I’m not a lawyer, but here is why I believe a class action lawsuit is correct;

“AI” is just fancy speak for “complex math program”. If I make a program that’s simply given an arbitrary input then, thought math operations, outputs Microsoft copyright code, am I in the clear just because it’s “AI”? I think they would sue the heck out of me if I did that, and I believe the opposite should be true as well.

I’m sure my own open source code is in that thing. I did not see any attributions, thus they break the fundamentals of open source.

In the spirit of Rick Sanchez; It’s just compression with extra steps.

Your code is not in that thing. That thing has merely read your code and adjusted its own generative code.

It is not directly using your code any more than programmers are using print statements. A book can be copyrighted, the vocabulary of language cannot.
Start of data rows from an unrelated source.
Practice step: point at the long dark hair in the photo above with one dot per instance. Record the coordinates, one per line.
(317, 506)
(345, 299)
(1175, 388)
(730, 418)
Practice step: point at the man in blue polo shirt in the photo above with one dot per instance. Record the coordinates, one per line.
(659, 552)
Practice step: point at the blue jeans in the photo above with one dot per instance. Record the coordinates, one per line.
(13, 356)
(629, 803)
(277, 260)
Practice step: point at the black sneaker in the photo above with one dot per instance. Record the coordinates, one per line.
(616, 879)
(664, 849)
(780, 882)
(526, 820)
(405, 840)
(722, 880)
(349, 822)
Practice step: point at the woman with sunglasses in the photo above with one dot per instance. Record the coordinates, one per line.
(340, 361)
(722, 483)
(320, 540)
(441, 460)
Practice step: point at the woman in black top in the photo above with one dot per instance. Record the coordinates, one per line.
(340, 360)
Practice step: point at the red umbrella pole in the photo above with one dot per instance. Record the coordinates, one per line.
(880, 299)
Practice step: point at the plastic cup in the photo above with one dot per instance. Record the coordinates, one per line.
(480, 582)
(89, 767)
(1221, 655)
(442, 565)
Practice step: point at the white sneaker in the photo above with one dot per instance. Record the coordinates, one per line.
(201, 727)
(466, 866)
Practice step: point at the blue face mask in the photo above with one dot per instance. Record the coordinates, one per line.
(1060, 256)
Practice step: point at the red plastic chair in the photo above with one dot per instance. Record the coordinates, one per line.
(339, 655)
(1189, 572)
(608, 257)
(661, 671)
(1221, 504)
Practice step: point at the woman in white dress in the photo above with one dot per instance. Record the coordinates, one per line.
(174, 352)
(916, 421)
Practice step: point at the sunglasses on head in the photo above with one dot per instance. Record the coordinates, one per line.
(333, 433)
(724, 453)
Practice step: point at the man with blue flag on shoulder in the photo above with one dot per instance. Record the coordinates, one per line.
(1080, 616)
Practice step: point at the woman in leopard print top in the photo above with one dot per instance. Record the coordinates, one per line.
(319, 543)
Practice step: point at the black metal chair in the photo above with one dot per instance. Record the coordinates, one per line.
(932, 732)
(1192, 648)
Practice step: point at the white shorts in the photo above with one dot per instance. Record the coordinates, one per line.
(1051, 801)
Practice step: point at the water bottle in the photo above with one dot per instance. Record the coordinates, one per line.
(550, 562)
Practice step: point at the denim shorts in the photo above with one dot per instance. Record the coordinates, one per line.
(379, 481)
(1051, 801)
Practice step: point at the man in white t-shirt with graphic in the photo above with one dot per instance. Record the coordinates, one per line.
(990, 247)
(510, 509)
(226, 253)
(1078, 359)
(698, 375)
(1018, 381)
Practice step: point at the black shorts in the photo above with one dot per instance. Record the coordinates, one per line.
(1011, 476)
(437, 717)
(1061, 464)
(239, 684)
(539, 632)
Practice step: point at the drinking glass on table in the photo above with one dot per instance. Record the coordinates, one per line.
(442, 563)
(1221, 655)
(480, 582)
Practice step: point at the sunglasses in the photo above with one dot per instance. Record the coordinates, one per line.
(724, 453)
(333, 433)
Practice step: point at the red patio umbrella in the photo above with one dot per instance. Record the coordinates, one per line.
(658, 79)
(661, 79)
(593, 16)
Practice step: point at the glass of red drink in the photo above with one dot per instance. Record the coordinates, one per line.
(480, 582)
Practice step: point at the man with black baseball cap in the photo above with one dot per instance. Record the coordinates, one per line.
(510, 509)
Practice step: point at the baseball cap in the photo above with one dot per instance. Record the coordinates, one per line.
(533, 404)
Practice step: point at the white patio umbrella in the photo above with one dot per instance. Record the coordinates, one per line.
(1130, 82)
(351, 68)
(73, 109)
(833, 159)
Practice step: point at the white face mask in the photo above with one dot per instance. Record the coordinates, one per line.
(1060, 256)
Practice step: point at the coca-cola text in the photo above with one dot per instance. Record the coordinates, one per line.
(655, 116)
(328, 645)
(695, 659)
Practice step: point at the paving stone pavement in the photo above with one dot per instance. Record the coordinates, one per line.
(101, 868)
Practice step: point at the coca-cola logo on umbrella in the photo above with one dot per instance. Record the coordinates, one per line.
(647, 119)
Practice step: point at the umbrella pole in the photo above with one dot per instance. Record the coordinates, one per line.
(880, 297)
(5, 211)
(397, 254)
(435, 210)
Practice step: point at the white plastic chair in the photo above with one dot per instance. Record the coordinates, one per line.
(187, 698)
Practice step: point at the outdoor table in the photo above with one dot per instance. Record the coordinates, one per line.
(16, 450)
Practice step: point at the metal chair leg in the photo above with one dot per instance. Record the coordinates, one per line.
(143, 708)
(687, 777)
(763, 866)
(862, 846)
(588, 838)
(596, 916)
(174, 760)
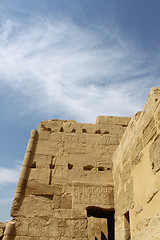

A particular program can be copyrighted, but snippets of it cannot, especially when they are used in a different context.

And that is why this lawsuit is dead on arrival.

Say you publish a song and copyright it. Then I record it and save it in a .xz format. It's not an MP3, it is not an audio file. Say I split it into N several chunks and I share it with N different people. Or with the same people, but I share it at N different dates. Say I charge them $10 a month for doing that, and I don't pay you anything.

Am I violating your copyright? Are you entitled to do that?

To make it funnier: Say instead of the .xz, I "compress" it via π compression [1]. So what I share with you is a pair of π indices and data lengths for each of them, from which you can "reconstruct" the audio. Am I illegally violating your copyrights by sharing that?